A drawer has 18 black socks and 14 white socks. On average, how many socks should one draw to get two equal socks? And to get two different socks?
Solution A
The answer to the first one is trivial: 3. For the second question, let $N = 18$ be the number of black socks and $M = 14$ the number of white socks.
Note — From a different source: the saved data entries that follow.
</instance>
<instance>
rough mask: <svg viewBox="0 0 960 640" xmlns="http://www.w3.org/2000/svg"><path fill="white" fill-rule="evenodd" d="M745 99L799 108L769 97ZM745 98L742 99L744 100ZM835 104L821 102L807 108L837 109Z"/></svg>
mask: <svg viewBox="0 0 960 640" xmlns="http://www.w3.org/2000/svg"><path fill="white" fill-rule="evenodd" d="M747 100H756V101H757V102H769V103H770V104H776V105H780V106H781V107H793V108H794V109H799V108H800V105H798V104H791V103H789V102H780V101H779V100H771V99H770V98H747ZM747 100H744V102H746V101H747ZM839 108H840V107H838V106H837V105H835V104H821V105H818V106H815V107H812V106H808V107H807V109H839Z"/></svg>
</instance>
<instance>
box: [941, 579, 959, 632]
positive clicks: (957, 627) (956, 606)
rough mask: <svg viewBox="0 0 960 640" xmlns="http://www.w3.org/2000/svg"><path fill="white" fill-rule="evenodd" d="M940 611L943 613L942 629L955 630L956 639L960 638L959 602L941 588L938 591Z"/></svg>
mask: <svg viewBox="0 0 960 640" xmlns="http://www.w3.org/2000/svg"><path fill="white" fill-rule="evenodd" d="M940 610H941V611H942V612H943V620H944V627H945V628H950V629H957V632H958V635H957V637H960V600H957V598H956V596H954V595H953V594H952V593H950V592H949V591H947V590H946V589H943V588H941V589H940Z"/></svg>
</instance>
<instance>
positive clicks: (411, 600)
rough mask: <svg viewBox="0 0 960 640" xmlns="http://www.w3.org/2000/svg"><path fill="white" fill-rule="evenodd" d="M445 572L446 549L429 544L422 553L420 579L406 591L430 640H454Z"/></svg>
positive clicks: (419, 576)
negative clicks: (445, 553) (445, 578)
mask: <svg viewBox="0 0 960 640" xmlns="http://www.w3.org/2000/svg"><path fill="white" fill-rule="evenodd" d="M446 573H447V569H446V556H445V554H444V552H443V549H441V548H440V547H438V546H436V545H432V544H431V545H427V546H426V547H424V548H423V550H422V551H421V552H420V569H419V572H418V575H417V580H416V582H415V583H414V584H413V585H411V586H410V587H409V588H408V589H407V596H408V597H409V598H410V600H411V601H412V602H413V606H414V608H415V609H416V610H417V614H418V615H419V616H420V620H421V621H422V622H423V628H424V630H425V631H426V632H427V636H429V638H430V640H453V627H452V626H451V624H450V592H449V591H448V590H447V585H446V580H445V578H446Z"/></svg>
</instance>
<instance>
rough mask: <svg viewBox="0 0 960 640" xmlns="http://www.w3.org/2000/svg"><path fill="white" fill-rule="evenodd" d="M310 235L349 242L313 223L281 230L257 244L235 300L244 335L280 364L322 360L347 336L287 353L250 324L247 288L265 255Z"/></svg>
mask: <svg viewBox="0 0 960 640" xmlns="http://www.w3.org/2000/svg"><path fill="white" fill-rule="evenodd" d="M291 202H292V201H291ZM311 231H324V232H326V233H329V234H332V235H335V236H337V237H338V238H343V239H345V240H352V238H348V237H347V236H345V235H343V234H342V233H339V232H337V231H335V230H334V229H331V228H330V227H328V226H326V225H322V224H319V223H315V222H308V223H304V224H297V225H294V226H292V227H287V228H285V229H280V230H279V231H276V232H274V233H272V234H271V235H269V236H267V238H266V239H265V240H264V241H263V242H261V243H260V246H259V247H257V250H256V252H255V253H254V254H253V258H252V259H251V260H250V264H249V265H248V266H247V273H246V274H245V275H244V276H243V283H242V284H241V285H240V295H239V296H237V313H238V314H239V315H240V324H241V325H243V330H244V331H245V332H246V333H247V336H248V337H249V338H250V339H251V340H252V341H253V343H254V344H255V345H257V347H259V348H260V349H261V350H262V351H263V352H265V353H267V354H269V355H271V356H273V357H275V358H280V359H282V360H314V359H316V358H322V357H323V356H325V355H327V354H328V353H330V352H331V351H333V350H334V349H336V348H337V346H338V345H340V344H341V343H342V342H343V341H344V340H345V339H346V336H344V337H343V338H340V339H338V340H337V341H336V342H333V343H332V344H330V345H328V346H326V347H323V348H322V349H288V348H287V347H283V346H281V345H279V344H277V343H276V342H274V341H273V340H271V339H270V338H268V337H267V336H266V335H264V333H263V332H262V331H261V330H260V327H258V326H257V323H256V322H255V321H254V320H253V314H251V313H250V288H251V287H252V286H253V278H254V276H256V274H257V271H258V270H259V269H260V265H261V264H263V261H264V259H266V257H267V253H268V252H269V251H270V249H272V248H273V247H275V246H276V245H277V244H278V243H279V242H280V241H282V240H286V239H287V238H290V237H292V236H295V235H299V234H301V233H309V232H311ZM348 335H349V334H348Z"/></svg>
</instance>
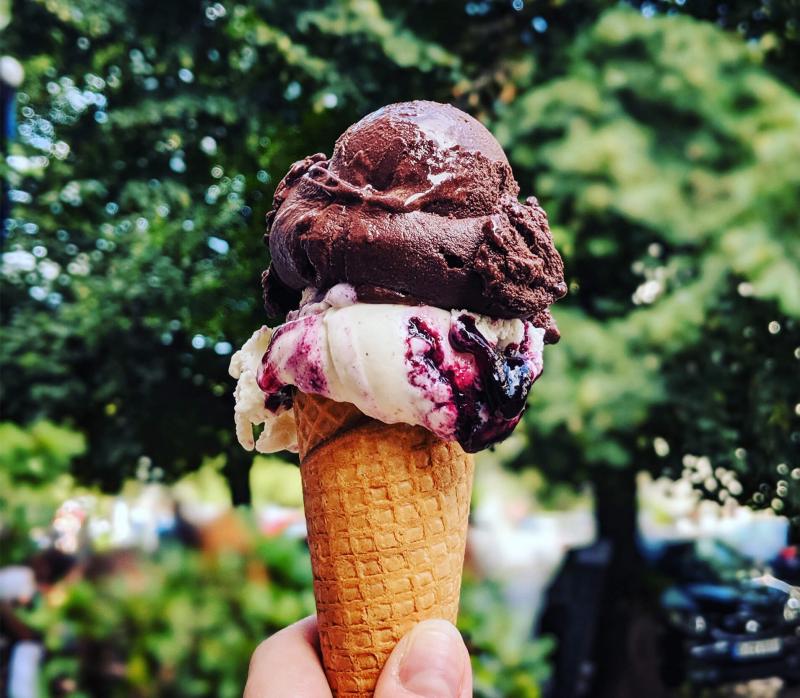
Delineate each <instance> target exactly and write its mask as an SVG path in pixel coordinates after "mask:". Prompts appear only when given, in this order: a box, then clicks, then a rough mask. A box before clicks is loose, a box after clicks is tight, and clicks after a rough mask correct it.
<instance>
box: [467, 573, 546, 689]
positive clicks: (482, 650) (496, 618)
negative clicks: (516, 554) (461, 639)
mask: <svg viewBox="0 0 800 698" xmlns="http://www.w3.org/2000/svg"><path fill="white" fill-rule="evenodd" d="M512 626H513V621H512V618H511V612H510V610H509V609H508V607H507V605H506V603H505V601H504V600H503V597H502V594H501V592H500V589H499V588H498V587H497V586H495V585H493V584H492V583H490V582H487V581H485V580H484V581H483V582H480V583H476V582H475V580H473V579H471V577H470V576H469V574H466V575H465V578H464V584H463V588H462V591H461V606H460V610H459V617H458V627H459V630H461V633H462V634H463V636H464V640H465V642H466V643H467V648H468V649H469V653H470V657H471V658H472V670H473V693H474V695H475V696H479V697H480V698H539V696H540V695H541V690H540V688H541V686H542V685H543V684H544V683H545V682H546V681H547V679H548V678H549V676H550V669H549V666H548V664H547V657H548V655H549V654H550V652H551V651H552V649H553V642H552V639H551V638H549V637H544V638H539V639H538V640H536V641H535V642H522V643H520V642H519V641H517V640H516V639H515V638H516V637H517V636H518V633H514V632H512Z"/></svg>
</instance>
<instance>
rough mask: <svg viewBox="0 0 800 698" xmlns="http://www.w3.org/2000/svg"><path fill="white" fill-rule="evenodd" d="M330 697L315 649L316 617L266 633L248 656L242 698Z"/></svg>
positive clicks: (318, 645)
mask: <svg viewBox="0 0 800 698" xmlns="http://www.w3.org/2000/svg"><path fill="white" fill-rule="evenodd" d="M284 696H293V697H294V698H331V689H330V688H329V686H328V681H327V679H326V678H325V671H324V670H323V668H322V662H321V660H320V652H319V635H318V634H317V617H316V616H309V617H308V618H304V619H303V620H301V621H298V622H297V623H295V624H294V625H290V626H289V627H288V628H284V629H283V630H281V631H280V632H278V633H275V635H272V636H270V637H268V638H267V639H266V640H264V641H263V642H262V643H261V644H260V645H259V646H258V647H256V650H255V652H253V656H252V658H251V659H250V672H249V675H248V677H247V685H246V686H245V689H244V698H284Z"/></svg>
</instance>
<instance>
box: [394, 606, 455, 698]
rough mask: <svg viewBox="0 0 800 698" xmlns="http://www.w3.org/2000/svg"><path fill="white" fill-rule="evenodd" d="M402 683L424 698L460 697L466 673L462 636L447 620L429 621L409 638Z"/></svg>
mask: <svg viewBox="0 0 800 698" xmlns="http://www.w3.org/2000/svg"><path fill="white" fill-rule="evenodd" d="M407 639H408V643H409V646H408V648H407V649H406V652H405V654H404V655H403V658H402V660H401V661H400V683H401V684H402V685H403V688H405V689H406V690H408V691H411V692H412V693H413V694H415V695H417V696H420V697H421V698H458V695H459V690H460V688H461V679H462V677H463V674H464V666H463V662H464V660H463V648H462V640H461V636H460V635H459V634H458V630H456V629H455V628H454V627H453V626H452V625H451V624H450V623H448V622H447V621H444V620H428V621H424V622H422V623H420V624H419V625H417V626H416V627H415V628H414V629H413V630H412V631H411V633H410V634H409V635H408V638H407Z"/></svg>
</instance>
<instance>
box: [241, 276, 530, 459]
mask: <svg viewBox="0 0 800 698" xmlns="http://www.w3.org/2000/svg"><path fill="white" fill-rule="evenodd" d="M307 295H308V297H309V300H308V301H307V303H306V304H305V305H304V306H303V307H302V308H301V309H300V311H298V312H296V313H295V314H294V317H293V318H291V319H289V320H288V321H287V322H286V323H284V324H283V325H281V326H279V327H278V328H277V329H275V330H274V331H271V330H270V329H269V328H266V327H264V328H262V329H260V330H258V331H257V332H256V333H255V334H254V335H253V337H252V338H251V339H250V340H249V341H248V343H247V344H246V345H245V347H243V349H242V351H240V352H237V353H236V354H235V355H234V357H233V359H232V361H231V374H232V375H233V376H234V377H235V378H237V379H238V381H239V382H238V385H237V388H236V399H237V408H236V419H237V436H238V437H239V440H240V442H241V443H242V445H243V446H245V447H246V448H249V449H252V448H253V447H255V448H256V449H257V450H259V451H262V452H271V451H277V450H281V449H285V448H288V449H289V450H296V448H297V443H296V433H295V432H294V431H293V425H294V420H293V417H292V415H291V413H290V411H291V409H292V396H293V389H294V388H297V389H298V390H300V391H301V392H304V393H312V394H316V395H322V396H323V397H327V398H330V399H332V400H335V401H337V402H349V403H352V404H353V405H355V406H356V407H357V408H358V409H359V410H360V411H361V412H362V413H364V414H365V415H367V416H369V417H372V418H374V419H377V420H379V421H381V422H384V423H386V424H396V423H405V424H411V425H419V426H422V427H425V428H426V429H428V430H430V431H432V432H433V433H434V434H436V435H437V436H439V437H440V438H442V439H444V440H446V441H458V442H459V443H460V444H461V445H462V446H463V447H464V449H465V450H467V451H478V450H480V449H482V448H485V447H486V446H488V445H490V444H492V443H495V442H496V441H499V440H501V439H503V438H505V437H506V436H508V434H509V433H510V432H511V431H512V430H513V428H514V426H515V425H516V424H517V422H518V421H519V419H520V417H521V415H522V412H523V410H524V408H525V401H526V399H527V396H528V392H529V390H530V387H531V385H532V384H533V382H534V381H535V380H536V379H537V378H538V377H539V375H540V374H541V372H542V349H543V344H544V333H545V330H544V329H542V328H537V327H535V326H534V325H533V324H532V323H531V322H530V321H526V320H520V319H506V320H493V319H490V318H487V317H484V316H481V315H476V314H474V313H470V312H467V311H462V310H444V309H441V308H435V307H432V306H424V305H423V306H409V305H395V304H379V305H376V304H369V303H358V302H354V297H355V295H354V294H353V293H352V292H351V291H350V289H349V288H348V287H347V285H346V284H339V285H337V286H335V287H334V288H333V289H331V290H330V291H329V292H328V293H327V294H326V295H325V296H324V298H323V299H322V300H321V301H316V302H313V301H312V300H310V297H311V296H312V294H307ZM259 396H260V399H259ZM255 424H263V425H264V428H263V431H262V432H261V434H260V436H259V438H258V441H255V440H254V437H253V425H255Z"/></svg>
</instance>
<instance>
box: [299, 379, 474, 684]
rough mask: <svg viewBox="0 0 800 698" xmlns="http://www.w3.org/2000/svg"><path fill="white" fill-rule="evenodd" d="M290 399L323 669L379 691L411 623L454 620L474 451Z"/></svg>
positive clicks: (340, 406)
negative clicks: (312, 581) (295, 443)
mask: <svg viewBox="0 0 800 698" xmlns="http://www.w3.org/2000/svg"><path fill="white" fill-rule="evenodd" d="M294 409H295V420H296V422H297V431H298V441H299V446H300V457H301V468H300V471H301V474H302V480H303V499H304V502H305V514H306V522H307V524H308V544H309V548H310V551H311V564H312V568H313V572H314V595H315V598H316V602H317V616H318V623H319V633H320V644H321V648H322V657H323V663H324V665H325V671H326V674H327V676H328V681H329V683H330V685H331V689H332V691H333V695H334V696H342V697H343V696H348V697H355V696H371V695H372V694H373V691H374V689H375V684H376V681H377V679H378V675H379V674H380V671H381V668H382V667H383V665H384V663H385V661H386V659H387V657H388V656H389V654H390V653H391V651H392V649H393V648H394V646H395V645H396V644H397V642H398V641H399V640H400V638H401V637H402V636H403V635H404V634H405V633H406V632H408V630H410V629H411V628H412V627H413V626H414V624H416V623H418V622H419V621H421V620H425V619H428V618H444V619H446V620H449V621H452V622H455V620H456V615H457V613H458V599H459V593H460V587H461V571H462V567H463V563H464V546H465V542H466V534H467V518H468V515H469V503H470V493H471V489H472V473H473V459H472V456H471V455H469V454H467V453H465V452H464V450H463V449H462V448H461V447H460V446H459V445H458V444H457V443H447V442H444V441H442V440H440V439H438V438H437V437H435V436H434V435H433V434H431V433H430V432H428V431H426V430H425V429H422V428H420V427H412V426H408V425H405V424H393V425H390V424H383V423H382V422H377V421H375V420H373V419H370V418H369V417H366V416H365V415H363V414H362V413H361V412H359V410H357V409H356V408H355V407H353V406H352V405H349V404H347V403H337V402H333V401H331V400H327V399H325V398H322V397H318V396H315V395H304V394H300V393H298V395H297V396H296V400H295V407H294Z"/></svg>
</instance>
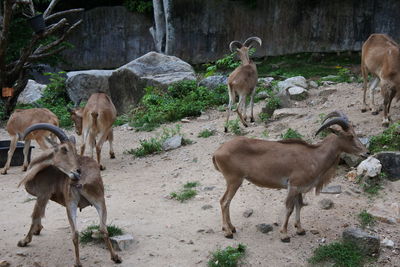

Then:
outcome | probability |
---|---|
$bw$ | $\frac{N}{N+M} \frac{M-1}{N+M+1}$ |
$wb$ | $\frac{M}{N+M} \frac{N-1}{N+M+1}$ |
$bbw$ | $\frac{N}{N+M} \frac{N-1}{N+M-1} \frac{M-1}{N+M}$ |
$wwb$ | $\frac{M}{N+M} \frac{M-1}{N+M-1} \frac{N-1}{N+M}$ |
$bbbw$ | $\frac{N}{N+M} \frac{N-1}{N+M-1} \frac{N-2}{N+M-2} \frac{M-1}{N+M-1}$ |
$wwwb$ | $\frac{M}{N+M} \frac{M-1}{N+M-1} \frac{M-2}{N+M-2} \frac{N-1}{N+M-1}$ |
… | … |
Due to linearity of expectation, the expected value is, by definition:
\[\sum_{k=1}^N{(k + 1)\left(\prod_{i=1}^k{\frac{N + 1 - i}{N + M + 1 - i}}\right)\frac{M}{N + M - k}} + \sum_{k=1}^M{(k + 1)\prod_{i=1}^k{\frac{M + 1 - i}{N + M + 1 - i}}\frac{N}{N + M - k}}\]Which, for the given values of $N$ and $M$, gives a result of $^{279}/_{95}$, or 2.93684.
Solution B
The definition of an negative hypergeometric distribution is:
(…) the probability of the number of elements taken without replacement from a finite population whose elements can be classified into two mutually exclusive categories like Pass/Fail, Male/Female or Employed/Unemployed that stops when a fixed number of elements of certain class have been taken
If there are $N = 18 + 14 = 32$ elements, of which $K = 18$ are defined as “successes” and the rest are “failures”, and the elements are drawn one after the other, without replacements, until $R = 1$ failures are encountered, we know that the expected value is given by:
\[f(N,K,R) = \mathbb{E}[x \sim NHG_{N,K,R}] = R ~ \frac{K}{N-K-1}\]Consider two cases: one in which the first ball drawn is black \(p =~^{18}/_{20}\) and the other in which the first ball is white \(q =~^2/_{20}\). You can then calculate your average for each case and weight them as follows:
\[\frac{18}{20} ~ f(19, 17, 1) + \frac{2}{20} ~ f(19, 1, 1) + 2\]The last term refers to the first draw (which is considered separately) and the last “failure” draw, which is not counted by the negative hypergeometric distribution.